Черт, теперь я заразился от Аиды страстью к болтовне в неловких ситуациях, и, судя по ее взгляду, девушка понимает, что я что-то скрываю.
Я сажусь, зарываясь пальцами в снег.
– Ты в самом деле хочешь честный ответ? Даже если то, что я скажу, убьет все рождественское настроение?
Аида наклоняется ко мне, улыбаясь:
– Ты вообще обращал внимание на сегодняшний вечер? Какое рождественское настроение? И разве мы прямо сейчас не должны быть «напуганы»?
– Да, наверное, ты права... хорошо... Я расскажу тебе.

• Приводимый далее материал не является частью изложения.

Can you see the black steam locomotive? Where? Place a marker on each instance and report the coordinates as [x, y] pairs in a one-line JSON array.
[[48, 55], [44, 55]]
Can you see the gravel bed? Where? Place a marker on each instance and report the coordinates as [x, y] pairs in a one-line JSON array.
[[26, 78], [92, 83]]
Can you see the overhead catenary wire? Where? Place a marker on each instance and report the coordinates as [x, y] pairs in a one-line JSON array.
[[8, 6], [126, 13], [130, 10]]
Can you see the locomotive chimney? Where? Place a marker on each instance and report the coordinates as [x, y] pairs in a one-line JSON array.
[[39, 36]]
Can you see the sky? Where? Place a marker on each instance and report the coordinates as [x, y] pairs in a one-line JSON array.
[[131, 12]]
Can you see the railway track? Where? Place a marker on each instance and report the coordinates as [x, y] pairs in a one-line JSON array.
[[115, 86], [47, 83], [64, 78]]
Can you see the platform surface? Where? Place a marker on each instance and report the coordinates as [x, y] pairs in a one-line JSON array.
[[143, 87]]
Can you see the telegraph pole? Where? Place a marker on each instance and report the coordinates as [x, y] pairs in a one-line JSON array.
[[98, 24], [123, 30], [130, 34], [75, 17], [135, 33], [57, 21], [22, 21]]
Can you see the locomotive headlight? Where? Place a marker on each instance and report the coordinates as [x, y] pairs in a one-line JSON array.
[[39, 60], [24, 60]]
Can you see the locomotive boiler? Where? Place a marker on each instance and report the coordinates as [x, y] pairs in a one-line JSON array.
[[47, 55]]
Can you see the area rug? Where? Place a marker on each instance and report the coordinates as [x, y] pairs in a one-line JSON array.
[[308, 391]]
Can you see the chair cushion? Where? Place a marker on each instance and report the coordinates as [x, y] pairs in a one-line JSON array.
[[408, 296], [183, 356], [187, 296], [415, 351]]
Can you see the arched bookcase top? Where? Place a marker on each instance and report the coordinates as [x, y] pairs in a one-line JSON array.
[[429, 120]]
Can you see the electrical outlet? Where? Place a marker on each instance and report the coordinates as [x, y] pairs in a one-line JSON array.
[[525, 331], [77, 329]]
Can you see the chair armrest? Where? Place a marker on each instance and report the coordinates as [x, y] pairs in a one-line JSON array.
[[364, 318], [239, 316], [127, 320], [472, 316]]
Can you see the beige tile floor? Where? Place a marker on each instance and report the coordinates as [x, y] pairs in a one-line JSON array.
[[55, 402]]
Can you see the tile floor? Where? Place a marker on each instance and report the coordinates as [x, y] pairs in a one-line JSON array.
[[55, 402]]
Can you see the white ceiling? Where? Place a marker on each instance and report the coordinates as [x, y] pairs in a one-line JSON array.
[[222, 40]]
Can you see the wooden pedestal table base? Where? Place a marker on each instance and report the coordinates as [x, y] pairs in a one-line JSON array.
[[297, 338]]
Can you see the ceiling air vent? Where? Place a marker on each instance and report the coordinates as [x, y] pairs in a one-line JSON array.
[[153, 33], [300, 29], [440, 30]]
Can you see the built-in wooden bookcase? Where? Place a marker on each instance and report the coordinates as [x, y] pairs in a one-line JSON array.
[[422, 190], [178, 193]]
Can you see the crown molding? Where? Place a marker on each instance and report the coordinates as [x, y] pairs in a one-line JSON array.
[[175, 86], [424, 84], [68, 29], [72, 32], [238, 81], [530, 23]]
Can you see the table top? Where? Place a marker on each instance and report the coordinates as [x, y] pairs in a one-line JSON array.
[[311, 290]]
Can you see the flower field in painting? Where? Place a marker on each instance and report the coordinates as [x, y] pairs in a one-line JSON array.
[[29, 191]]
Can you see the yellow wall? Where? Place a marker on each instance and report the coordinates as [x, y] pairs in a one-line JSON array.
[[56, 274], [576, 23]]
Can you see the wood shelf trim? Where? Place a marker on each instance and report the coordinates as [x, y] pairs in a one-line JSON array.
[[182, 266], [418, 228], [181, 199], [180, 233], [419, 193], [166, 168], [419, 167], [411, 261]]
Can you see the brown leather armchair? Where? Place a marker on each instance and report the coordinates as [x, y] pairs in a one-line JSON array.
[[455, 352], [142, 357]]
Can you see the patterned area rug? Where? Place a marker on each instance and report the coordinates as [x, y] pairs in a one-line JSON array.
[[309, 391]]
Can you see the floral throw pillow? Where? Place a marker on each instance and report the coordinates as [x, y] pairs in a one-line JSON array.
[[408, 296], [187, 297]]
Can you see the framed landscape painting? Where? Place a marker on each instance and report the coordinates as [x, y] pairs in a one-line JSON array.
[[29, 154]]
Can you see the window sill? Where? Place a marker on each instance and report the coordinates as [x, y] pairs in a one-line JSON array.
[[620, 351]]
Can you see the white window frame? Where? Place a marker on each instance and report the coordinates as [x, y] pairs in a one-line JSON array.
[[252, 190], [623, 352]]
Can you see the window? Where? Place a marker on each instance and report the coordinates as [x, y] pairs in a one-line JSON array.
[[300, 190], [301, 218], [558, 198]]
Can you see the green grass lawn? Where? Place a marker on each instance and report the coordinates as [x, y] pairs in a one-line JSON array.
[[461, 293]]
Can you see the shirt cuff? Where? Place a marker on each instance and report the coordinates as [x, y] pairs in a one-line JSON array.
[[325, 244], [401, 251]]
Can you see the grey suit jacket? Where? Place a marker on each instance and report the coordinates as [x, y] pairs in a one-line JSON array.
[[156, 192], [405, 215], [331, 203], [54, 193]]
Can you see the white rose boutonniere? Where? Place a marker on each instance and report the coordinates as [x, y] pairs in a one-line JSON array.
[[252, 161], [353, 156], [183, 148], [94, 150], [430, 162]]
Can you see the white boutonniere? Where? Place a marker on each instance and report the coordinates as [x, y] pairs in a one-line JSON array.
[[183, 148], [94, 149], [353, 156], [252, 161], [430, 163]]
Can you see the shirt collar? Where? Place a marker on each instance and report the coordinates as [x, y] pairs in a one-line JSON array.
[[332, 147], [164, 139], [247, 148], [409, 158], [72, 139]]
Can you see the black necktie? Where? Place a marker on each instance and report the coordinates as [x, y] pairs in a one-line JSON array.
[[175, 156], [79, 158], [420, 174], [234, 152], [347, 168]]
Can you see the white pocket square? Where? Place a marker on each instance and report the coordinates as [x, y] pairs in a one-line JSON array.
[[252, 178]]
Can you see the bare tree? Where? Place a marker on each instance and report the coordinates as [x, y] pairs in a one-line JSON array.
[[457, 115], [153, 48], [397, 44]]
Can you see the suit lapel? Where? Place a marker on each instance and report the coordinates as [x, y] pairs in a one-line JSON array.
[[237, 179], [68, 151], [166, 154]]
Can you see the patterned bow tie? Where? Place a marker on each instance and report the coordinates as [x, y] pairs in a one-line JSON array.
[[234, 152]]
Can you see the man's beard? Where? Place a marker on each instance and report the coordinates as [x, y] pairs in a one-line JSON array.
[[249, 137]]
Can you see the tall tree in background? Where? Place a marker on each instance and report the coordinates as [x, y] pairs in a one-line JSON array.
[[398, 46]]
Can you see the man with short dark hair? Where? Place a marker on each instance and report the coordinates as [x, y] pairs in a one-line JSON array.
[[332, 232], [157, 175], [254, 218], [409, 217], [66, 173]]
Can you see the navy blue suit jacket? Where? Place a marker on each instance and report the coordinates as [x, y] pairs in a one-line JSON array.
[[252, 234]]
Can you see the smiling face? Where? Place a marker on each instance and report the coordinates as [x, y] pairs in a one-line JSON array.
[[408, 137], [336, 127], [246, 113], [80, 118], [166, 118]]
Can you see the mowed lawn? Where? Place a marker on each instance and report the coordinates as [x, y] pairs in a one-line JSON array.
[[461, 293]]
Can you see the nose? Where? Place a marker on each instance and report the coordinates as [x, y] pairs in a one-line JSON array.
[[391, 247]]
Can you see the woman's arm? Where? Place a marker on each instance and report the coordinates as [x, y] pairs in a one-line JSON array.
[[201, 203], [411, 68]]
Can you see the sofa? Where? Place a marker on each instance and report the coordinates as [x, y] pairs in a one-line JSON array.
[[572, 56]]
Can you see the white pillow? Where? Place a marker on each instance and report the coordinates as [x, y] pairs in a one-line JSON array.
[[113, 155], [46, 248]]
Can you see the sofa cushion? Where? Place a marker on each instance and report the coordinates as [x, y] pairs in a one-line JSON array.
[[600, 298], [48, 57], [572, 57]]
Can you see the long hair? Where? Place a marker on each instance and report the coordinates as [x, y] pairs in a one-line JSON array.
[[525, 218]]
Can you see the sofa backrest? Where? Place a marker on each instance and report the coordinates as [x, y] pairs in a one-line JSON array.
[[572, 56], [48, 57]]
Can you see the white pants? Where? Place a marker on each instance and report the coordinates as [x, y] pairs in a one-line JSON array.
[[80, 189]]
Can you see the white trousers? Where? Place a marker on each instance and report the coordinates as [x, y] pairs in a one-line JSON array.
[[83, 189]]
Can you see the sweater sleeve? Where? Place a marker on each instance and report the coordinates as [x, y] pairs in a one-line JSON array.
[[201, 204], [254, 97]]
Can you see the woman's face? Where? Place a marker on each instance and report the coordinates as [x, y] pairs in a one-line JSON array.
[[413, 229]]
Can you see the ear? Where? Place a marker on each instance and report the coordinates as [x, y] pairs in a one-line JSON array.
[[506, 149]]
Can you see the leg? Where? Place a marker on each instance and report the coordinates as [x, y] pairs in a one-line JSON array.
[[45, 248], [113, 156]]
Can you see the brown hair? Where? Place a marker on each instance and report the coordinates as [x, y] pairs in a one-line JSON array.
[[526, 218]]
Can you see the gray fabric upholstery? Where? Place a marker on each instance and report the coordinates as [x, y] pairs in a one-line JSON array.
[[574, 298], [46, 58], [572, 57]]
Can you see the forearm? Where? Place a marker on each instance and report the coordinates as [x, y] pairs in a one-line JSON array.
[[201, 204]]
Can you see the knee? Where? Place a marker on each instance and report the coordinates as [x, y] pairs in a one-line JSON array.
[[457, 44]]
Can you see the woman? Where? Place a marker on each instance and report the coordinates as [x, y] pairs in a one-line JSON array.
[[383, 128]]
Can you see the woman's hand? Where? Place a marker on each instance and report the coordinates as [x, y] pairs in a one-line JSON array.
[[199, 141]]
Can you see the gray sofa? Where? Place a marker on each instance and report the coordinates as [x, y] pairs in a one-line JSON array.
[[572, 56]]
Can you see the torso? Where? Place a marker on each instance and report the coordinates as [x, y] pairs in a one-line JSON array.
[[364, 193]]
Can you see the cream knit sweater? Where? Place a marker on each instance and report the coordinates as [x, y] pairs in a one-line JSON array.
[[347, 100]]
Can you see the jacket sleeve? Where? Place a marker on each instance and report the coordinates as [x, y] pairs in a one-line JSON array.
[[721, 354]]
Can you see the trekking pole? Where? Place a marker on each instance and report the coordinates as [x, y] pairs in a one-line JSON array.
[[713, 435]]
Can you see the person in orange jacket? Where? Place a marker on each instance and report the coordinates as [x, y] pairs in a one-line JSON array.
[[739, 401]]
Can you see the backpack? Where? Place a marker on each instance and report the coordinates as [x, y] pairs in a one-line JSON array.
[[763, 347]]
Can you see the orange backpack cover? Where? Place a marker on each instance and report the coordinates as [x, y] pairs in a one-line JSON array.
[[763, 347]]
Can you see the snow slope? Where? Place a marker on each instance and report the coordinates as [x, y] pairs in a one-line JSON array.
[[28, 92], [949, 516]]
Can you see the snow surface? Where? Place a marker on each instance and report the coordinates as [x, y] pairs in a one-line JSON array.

И я хочу все рассказать Аиде. Правда. Но все слова собираются в комок в моем горле, потому что я думаю, не это ли место – Центральный парк, а особенно склоны для катания на санях – заставляет меня сообщить Аиде настоящую причину того, почему я не хочу сегодня домой.
Словно мама каким-то образом привела меня сюда.
– Моя мама... – Как будто почувствовав, что для этого рассказа мне нужна ее поддержка, Ми-стейк вскакивает мне на колени, и я крепко обнимаю собачку. – Моя мама умерла в прошлом году. На Рождество.
Аида резко выпрямляется, но не отводит от меня взгляда:
– О боже, Энтони.
Я слышу сочувствие в ее голосе... такое искреннее. Но все мои прошлогодние переживания грозят вырваться наружу и сбить меня с ног, поэтому я не говорю об этом. Никогда! Ни разу, даже с Майей, моей последней девушкой. Для меня это был единственный способ пережить все это.
И я не могу заплакать перед Аидой.
Поэтому я наклоняюсь и целую Мистейк в макушку. Я прижимаю к себе щенка, пока комок в моем горле не становится меньше и у меня не получается набрать в легкие хоть немного воздуха.
– Рак.
Вот и все, что я говорю Аиде, полагая, что одно это слово заменяет собой все подробности, которые я не готов ей сообщить о химиотерапии и том, что она сделала с моей мамой; о самом страшном времени между тем днем, когда врач сказал, что больше ничего нельзя сделать, и тем днем, когда мама умерла; о том, как ужасно все было в самом конце...
– Мне так жаль, – говорит Аида. Эти три слова – все, что обычно могут сказать люди.
– Вот почему я был таким упрямым в аэропорту. Мне так не хотелось идти домой, что я убедил себя, что встретить ее там – отличная идея. Что она не откажется провести со мной этот особенный вечер так, как я запланировал.
Я готов поспорить, что она даже не вспомнила, насколько тяжелым для меня было все это время. Вот так она обо мне заботилась.
Но я не говорю этого Аиде, потому что мы уже достаточно на сегодня наговорились о бывших.